Mary Baneham has had one of the most ground-breaking administrative careers in not just Irish sport but global basketball.

Hall of Fame induction
2023

After falling in love with the sport as a student in Dominican College Eccles Street in the 1960s, she progressed to become chairperson of the Dublin ladies board, helping it, along with fellow trailblazers Marie Glover, Sheila Gillick and Helen McCarthy, become by the late 1970s the most affiliated area board in all of Irish women’s sport and European basketball.

During that decade she also served as the chairperson of the old ABAI’s women’s council, where she successfully pushed for Ireland to field female international teams for the first time (in 1973) and oversaw the formation of a women’s national league (1978-79).

Soon after the ladies board was assimilated into the new revamped national governing body in 1980, she became vice-president of international affairs.

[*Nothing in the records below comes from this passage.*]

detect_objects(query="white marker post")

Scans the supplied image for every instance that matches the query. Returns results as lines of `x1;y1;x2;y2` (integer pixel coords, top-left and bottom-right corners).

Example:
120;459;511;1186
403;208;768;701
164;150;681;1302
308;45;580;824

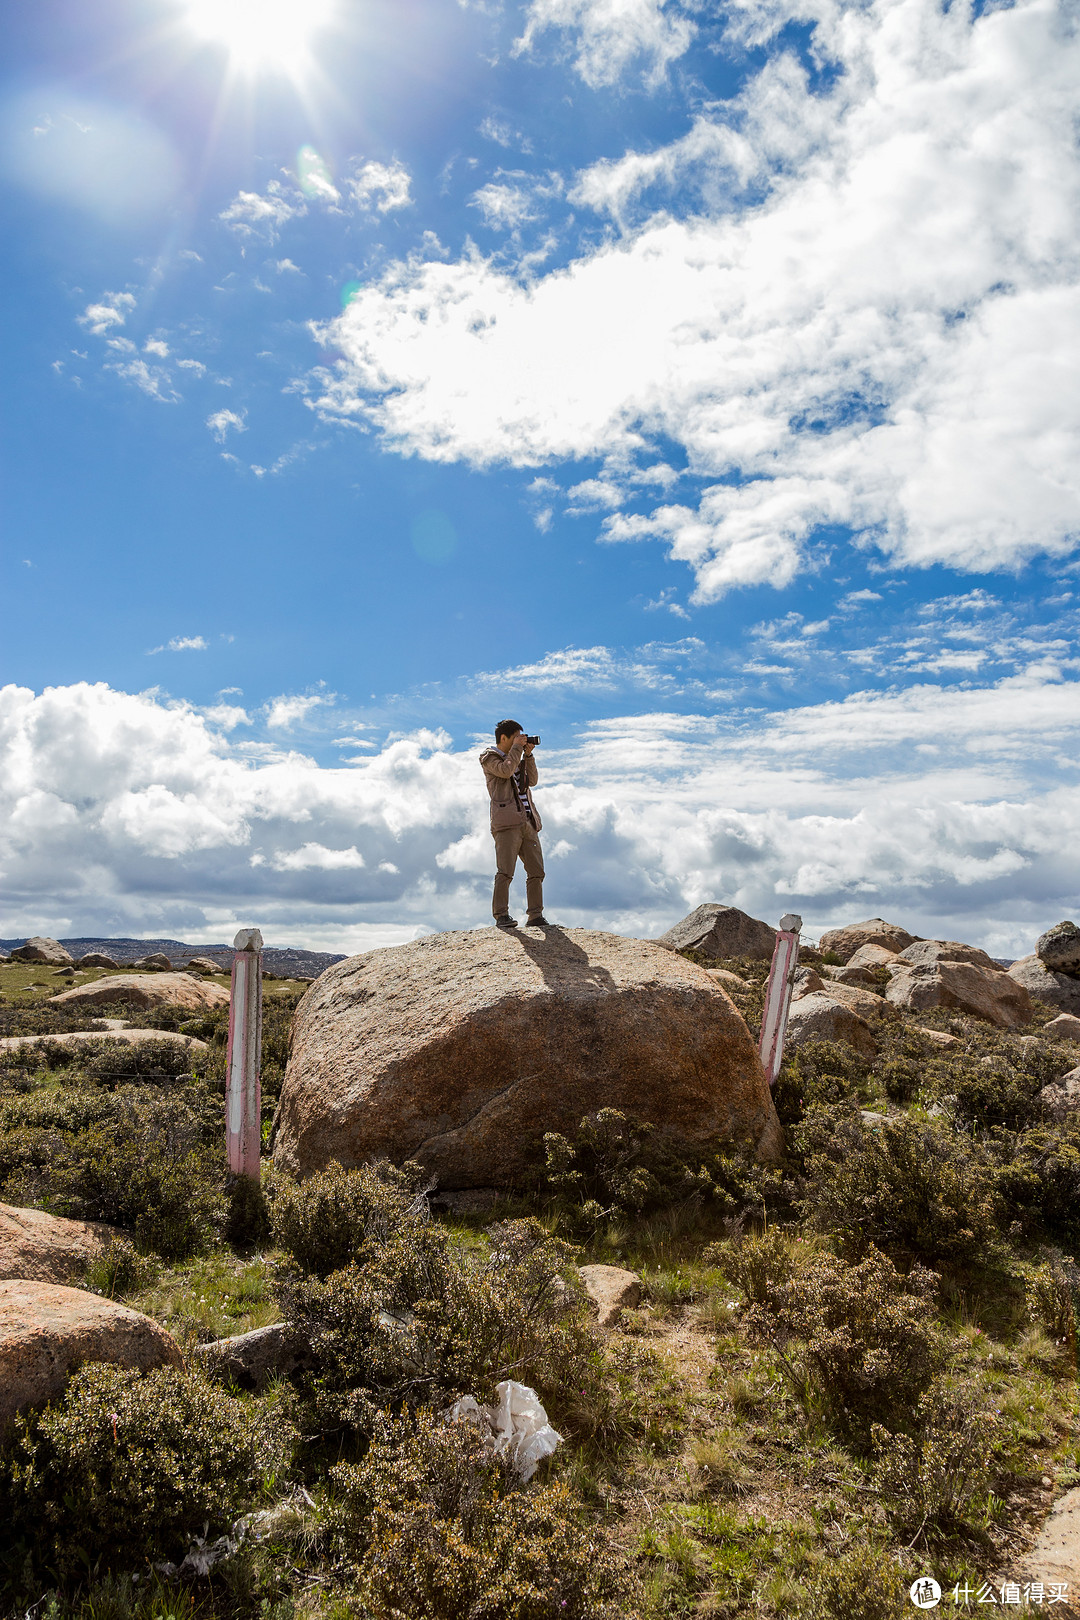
226;927;263;1180
758;913;802;1089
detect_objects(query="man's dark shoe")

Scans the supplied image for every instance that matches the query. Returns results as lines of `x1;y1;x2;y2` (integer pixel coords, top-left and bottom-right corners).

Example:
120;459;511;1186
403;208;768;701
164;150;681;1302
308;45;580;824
495;914;519;929
525;915;550;927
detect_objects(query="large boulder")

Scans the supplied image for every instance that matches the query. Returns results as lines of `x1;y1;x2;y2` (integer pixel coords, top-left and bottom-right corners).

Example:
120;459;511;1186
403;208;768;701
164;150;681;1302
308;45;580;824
10;937;73;967
133;953;172;971
49;972;229;1014
1037;922;1080;975
846;943;900;970
1045;1014;1080;1044
894;939;996;970
75;952;120;969
655;904;777;961
824;964;879;987
274;928;783;1188
1037;1067;1080;1124
821;980;889;1021
184;956;224;975
785;993;879;1057
0;1280;181;1432
792;966;826;998
887;960;1032;1029
817;919;917;962
1008;957;1080;1017
0;1204;121;1284
192;1322;301;1391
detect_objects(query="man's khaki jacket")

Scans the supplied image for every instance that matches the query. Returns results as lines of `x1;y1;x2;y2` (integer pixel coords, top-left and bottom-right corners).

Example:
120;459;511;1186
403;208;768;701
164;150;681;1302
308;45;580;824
479;739;542;833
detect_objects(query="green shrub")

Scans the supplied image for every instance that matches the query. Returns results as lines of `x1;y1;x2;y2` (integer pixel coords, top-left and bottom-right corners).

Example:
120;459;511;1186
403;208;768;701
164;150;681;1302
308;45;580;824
542;1108;659;1222
992;1122;1080;1247
0;1085;225;1258
281;1214;589;1430
81;1038;202;1086
260;989;304;1102
83;1235;157;1297
1026;1252;1080;1353
784;1041;873;1117
269;1158;431;1278
225;1171;271;1251
48;1119;222;1259
0;1002;108;1037
704;1226;801;1306
540;1108;793;1232
871;1385;997;1535
743;1245;942;1436
794;1543;905;1620
875;1025;938;1105
797;1106;1000;1266
0;1364;293;1579
327;1407;631;1619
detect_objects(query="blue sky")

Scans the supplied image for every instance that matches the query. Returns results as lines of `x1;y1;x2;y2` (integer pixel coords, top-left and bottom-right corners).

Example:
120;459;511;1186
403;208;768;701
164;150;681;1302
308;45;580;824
1;0;1078;957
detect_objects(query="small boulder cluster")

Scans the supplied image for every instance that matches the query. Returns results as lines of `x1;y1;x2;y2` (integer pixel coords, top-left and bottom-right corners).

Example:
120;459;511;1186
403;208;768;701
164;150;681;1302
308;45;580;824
784;915;1080;1069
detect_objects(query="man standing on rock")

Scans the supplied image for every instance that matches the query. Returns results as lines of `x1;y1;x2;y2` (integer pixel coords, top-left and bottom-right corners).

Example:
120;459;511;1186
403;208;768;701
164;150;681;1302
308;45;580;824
480;720;549;930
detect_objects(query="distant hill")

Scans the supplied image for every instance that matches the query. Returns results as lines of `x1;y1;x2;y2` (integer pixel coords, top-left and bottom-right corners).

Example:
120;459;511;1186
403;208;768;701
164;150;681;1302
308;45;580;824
0;936;346;979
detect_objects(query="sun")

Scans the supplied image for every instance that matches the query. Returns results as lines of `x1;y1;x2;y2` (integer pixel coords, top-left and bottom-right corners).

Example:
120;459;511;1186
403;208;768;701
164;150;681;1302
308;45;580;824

During her tenure Ireland hosted for the first time European championships basketball (the 1982 U17s) and won the senior Four Countries championships (1982 and 1985).

In the summer of 1985 she was elected president of the Irish Basketball Association, the first woman to hold such office in a FIBA-recognised country. During her four-year term she’d oversee the establishment of a national schools Cup, the continued expansion of the sport and become the first woman appointed to a FIBA commission.

After her presidency she continued to be involved on the international affairs committee that hosted the 1994 men’s Promotion Cup which Ireland won and also served on the executive of the Olympic Council of Ireland.